The opening of ADR data in the EU not only improves the transparency, but also meets the needs of various stakeholders for ADR data, strengthens the communication of ADR information, promotes the utilization of ADR data, and protects public health better. Its ADR data opening mode is relatively mature, which ensures the right of all stakeholders to obtain ADR data, while protecting trade secrets and personal privacy, so as to better balance the demands of all stakeholders. China can learn from the EU’s experience of opening up adverse drug reaction data to better implement the opening up of China’s adverse drug reaction data, specifically there are four experiences, 1) Improve China’s personal privacy data protection laws and regulations. In addition to the opening up of adverse drug reaction data, personal privacy data should also be effectively protected, so as to coordinate the conflict between personal privacy and data opening, and provide support for the opening up of adverse drug reaction data. 2) The implementation of a combination of reactive and proactive open access. For non-sensitive data, open up the data proactively, and for sensitive data, open up the data reactively, and give visitors the right to submit applications to access the data. 3) Open the adverse drug reaction data in a hierarchical manner. Firstly, the stakeholders involved in the opening of adverse drug reaction data should be clarified, and the needs of each stakeholder should be clarified, after which different levels of data sets should be set according to the needs of stakeholders, and different data should be opened for different stakeholders, which is conducive to the coordination of conflicts of interest while meeting the needs of each stakeholder 4) Build an ADR web portal similar to that of the EU. Provide a search function to facilitate visitors to quickly locate the data they want. In addition, enhance the visualisation of search results in the web portal and increase data output methods to improve the ease of use of the data, thereby improving the effectiveness of opening up ADR data.
NOTES
1The EU does not classify ICSRs in the literature separately. If the ICSRs in the literature are derived from spontaneous observation, they are classified as “spontaneous reports”. If it comes from a study, it is classified as “report from study”; If it is unclear from the literature report whether or not the case(s) cited are spontaneous observation or arises from a study, then it is classified as “other”.

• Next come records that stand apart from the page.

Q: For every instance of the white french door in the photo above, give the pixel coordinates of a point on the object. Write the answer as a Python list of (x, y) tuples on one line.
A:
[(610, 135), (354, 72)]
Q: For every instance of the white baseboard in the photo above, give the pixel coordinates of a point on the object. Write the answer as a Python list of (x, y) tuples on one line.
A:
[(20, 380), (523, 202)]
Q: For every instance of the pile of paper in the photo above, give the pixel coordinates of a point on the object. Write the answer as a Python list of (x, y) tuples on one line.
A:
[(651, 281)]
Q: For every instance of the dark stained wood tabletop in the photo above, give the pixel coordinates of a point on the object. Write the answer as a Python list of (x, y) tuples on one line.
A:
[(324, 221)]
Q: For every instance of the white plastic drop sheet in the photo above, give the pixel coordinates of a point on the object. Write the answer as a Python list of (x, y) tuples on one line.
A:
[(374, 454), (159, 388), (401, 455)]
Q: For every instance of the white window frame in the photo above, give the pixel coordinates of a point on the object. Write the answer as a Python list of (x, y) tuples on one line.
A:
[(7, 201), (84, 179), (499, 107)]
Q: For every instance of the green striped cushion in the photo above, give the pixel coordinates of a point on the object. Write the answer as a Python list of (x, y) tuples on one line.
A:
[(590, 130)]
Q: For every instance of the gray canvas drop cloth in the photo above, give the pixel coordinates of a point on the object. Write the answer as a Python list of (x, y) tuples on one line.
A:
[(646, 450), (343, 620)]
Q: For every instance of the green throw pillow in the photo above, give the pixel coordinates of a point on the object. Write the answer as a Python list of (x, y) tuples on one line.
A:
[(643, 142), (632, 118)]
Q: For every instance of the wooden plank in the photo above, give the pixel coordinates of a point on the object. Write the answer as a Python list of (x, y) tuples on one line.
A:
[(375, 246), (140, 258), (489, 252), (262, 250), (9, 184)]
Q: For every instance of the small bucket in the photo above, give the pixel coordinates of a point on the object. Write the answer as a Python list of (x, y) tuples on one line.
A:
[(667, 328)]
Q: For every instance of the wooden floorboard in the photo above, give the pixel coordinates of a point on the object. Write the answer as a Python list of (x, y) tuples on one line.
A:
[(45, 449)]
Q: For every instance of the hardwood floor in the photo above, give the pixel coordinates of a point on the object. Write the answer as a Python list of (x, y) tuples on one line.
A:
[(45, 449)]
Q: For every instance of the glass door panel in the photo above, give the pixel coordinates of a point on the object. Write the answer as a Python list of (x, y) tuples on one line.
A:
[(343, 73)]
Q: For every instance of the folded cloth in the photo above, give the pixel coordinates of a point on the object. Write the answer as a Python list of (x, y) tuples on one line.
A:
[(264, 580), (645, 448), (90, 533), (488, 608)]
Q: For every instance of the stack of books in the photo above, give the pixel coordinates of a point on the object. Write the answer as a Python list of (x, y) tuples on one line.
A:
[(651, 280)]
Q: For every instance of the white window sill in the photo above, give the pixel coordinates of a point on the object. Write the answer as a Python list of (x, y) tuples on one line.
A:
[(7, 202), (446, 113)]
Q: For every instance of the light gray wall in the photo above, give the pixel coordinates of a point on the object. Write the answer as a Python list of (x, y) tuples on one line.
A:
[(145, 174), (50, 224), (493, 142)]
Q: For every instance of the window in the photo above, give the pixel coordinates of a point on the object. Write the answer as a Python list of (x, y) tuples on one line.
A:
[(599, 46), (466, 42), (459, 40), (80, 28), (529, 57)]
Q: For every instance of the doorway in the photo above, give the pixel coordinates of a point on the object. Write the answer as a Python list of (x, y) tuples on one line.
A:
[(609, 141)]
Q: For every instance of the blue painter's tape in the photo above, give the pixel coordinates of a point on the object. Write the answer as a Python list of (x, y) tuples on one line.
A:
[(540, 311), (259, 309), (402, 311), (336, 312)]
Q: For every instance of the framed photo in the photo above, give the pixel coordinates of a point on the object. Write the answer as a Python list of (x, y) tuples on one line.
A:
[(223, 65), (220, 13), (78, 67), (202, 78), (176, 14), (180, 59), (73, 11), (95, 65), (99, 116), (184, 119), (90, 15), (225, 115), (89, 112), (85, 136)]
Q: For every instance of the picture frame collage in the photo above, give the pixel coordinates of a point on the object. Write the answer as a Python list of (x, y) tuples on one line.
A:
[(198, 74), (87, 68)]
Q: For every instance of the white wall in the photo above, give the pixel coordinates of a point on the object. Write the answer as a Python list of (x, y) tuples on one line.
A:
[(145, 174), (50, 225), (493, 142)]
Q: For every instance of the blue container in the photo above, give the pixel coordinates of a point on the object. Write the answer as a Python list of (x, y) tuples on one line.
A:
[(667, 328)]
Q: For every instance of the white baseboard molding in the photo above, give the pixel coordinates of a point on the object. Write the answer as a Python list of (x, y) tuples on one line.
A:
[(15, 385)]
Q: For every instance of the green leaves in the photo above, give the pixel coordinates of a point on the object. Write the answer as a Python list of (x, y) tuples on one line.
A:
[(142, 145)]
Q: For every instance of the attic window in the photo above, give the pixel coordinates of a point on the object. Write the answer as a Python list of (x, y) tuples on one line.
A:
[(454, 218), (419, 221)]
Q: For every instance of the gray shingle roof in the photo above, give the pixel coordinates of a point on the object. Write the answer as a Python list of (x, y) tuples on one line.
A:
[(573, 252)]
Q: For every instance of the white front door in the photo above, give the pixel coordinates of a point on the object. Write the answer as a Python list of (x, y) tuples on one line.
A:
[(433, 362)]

2Reports collected by the post-marketing monitoring module of the pharmacovigilance database include spontaneous reports, research reports, other reports (cited in the literature with uncertain sources of spontaneous observations or studies), and reports of a type not indicated by the original sender.
3EudraVigilance web reporting application. An interface to a pharmacovigilance data management system that allows registered users to create, send, and view ICSRs.
4EudraVigilance web reporting application. The EU Pharmacovigilance Data Analysis System is dedicated to the safety testing activities of the EU Pharmacovigilance, mainly focusing on the signal detection and evaluation of ICSRS.